Ship that went aground in Suez Canal refloated

W460

The Suez Canal Authority said Monday that a cargo ship carrying corn that went aground in the Egyptian waterway was refloated and canal traffic was restored.

Canal services firm Leth Agencies said the vessel, MV Glory, ran aground near the city of Qantara, in the Suez Canal province of Ismailia. The firm said three canal tugboats had been working to refloat the vessel.

Officials had no details on what caused the ship to hit ground. Parts of Egypt, including its northern provinces, experienced a wave of bad weather Sunday.

Satellite tracking data analyzed by The Associated Press showed the Glory in a single-lane stretch of the Suez Canal just south of Port Said on the Mediterranean Sea.

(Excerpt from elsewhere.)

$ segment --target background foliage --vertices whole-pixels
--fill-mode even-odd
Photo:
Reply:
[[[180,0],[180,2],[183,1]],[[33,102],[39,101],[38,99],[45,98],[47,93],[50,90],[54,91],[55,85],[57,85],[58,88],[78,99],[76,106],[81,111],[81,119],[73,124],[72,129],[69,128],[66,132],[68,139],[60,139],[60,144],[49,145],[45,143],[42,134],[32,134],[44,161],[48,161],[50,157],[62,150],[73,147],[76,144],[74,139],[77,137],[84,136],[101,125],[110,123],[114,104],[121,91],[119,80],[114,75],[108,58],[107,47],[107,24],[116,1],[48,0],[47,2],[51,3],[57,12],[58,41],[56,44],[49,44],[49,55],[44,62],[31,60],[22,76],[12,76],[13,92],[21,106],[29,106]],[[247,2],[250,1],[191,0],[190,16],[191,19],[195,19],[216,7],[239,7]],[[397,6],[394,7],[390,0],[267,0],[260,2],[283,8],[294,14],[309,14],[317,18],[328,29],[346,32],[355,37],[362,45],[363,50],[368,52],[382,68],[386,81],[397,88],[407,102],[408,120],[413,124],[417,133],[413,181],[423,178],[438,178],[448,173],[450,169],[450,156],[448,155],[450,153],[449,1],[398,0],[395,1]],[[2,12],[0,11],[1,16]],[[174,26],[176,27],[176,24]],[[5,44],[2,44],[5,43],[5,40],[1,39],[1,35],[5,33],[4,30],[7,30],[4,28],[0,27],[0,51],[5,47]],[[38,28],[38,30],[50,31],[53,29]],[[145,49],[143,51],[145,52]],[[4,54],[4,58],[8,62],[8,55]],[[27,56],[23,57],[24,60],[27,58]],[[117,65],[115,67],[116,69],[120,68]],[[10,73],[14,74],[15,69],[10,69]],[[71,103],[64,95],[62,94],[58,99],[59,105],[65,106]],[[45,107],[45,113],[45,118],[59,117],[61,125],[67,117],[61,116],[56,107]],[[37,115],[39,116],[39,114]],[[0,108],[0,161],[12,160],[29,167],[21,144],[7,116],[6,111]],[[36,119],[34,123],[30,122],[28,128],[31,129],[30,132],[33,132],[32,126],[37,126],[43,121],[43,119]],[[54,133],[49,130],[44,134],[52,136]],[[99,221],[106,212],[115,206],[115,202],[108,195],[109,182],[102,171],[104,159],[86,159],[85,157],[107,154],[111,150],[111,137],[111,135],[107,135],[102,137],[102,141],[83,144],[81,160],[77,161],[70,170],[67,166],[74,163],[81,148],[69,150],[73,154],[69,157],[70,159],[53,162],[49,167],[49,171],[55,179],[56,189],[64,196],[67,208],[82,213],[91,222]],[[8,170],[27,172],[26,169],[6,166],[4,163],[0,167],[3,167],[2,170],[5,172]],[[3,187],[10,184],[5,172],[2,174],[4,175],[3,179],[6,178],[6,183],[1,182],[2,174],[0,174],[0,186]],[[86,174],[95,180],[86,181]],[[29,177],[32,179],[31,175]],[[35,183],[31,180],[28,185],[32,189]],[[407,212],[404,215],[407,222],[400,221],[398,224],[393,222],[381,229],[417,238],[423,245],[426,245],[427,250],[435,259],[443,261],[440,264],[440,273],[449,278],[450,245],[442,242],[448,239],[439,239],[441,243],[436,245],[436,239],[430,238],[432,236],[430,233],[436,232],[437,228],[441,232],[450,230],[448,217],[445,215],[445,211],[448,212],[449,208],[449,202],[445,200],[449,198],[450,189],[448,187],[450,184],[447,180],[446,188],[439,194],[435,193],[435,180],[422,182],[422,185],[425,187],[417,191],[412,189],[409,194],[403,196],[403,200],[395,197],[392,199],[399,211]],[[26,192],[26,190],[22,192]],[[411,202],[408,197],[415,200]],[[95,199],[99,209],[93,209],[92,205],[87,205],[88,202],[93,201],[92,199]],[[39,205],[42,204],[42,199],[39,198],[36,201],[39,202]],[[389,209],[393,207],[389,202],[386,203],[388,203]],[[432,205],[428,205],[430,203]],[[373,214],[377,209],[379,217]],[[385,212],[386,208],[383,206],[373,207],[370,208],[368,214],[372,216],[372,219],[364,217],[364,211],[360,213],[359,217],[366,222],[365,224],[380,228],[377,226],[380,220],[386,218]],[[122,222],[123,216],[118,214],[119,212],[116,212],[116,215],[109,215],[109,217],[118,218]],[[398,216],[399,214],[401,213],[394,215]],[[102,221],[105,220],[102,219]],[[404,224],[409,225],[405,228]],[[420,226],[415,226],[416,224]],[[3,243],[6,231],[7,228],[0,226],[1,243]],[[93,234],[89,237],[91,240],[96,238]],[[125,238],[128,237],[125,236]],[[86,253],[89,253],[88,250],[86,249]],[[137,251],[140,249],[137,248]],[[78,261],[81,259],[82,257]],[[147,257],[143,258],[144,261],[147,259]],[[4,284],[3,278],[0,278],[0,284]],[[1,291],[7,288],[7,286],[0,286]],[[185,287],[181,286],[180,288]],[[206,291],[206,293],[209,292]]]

Leth Agencies later posted a graphic that suggested the Glory was against the west bank of the canal, pointed south and not wedged across the channel. It identified the three tugs aiding the vessel as the Port Said, Svitzer Suez 1 and Ali Shalabi.

It wasn't the first vessel to run aground in the crucial waterway. The Panama-flagged Ever Given, a colossal container ship, crashed into a bank on a single-lane stretch of the canal in March 2021, blocking the waterway for six days.

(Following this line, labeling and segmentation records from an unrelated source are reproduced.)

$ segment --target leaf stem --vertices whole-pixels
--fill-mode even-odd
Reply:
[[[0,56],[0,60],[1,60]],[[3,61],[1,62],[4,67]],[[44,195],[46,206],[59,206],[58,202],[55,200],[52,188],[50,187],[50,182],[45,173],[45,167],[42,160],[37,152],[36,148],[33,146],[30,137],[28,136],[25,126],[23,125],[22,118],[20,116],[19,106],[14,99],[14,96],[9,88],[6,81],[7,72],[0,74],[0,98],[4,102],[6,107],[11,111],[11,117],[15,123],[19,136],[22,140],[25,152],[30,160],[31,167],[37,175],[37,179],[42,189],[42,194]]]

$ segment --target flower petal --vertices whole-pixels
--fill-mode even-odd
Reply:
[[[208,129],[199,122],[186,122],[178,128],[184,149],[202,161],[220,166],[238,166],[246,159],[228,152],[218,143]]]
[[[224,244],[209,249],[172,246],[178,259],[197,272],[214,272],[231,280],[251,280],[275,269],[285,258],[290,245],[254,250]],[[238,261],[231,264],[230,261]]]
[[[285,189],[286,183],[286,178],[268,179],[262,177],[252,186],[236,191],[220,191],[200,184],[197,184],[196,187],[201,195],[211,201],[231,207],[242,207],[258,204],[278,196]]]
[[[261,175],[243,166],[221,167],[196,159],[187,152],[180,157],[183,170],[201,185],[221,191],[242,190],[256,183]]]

The Ever Given was freed in a giant salvage operation by a flotilla of tugboats. The blockage created a massive traffic jam that held up $9 billion a day in global trade and strained supply chains already burdened by the coronavirus pandemic.

The Ever Given debacle prompted Egyptian authorities to begin widening and deepening the waterway's southern part where the vessel hit ground.

In August, the Singaporean-flagged Affinity V oil tanker ran aground in a single-lane stretch of the canal, blocking the waterway for five hours before it was freed.

The Joint Coordination Center listed the Glory as carrying over 65,000 metric tons of corn from Ukraine bound for China.

The Glory was inspected by the Joint Coordination Center off Istanbul on Jan. 3. The center includes Russian, Turkish, Ukrainian and United Nations staffers.

Opened in 1869, the Suez Canal provides a crucial link for oil, natural gas and cargo. It also remains one of Egypt's top foreign currency earners. In 2015, the government of President Abdel-Fattah el-Sissi completed a major expansion of the canal, allowing it to accommodate the world's largest vessels.

The Glory is 225-meters (738-feet) long.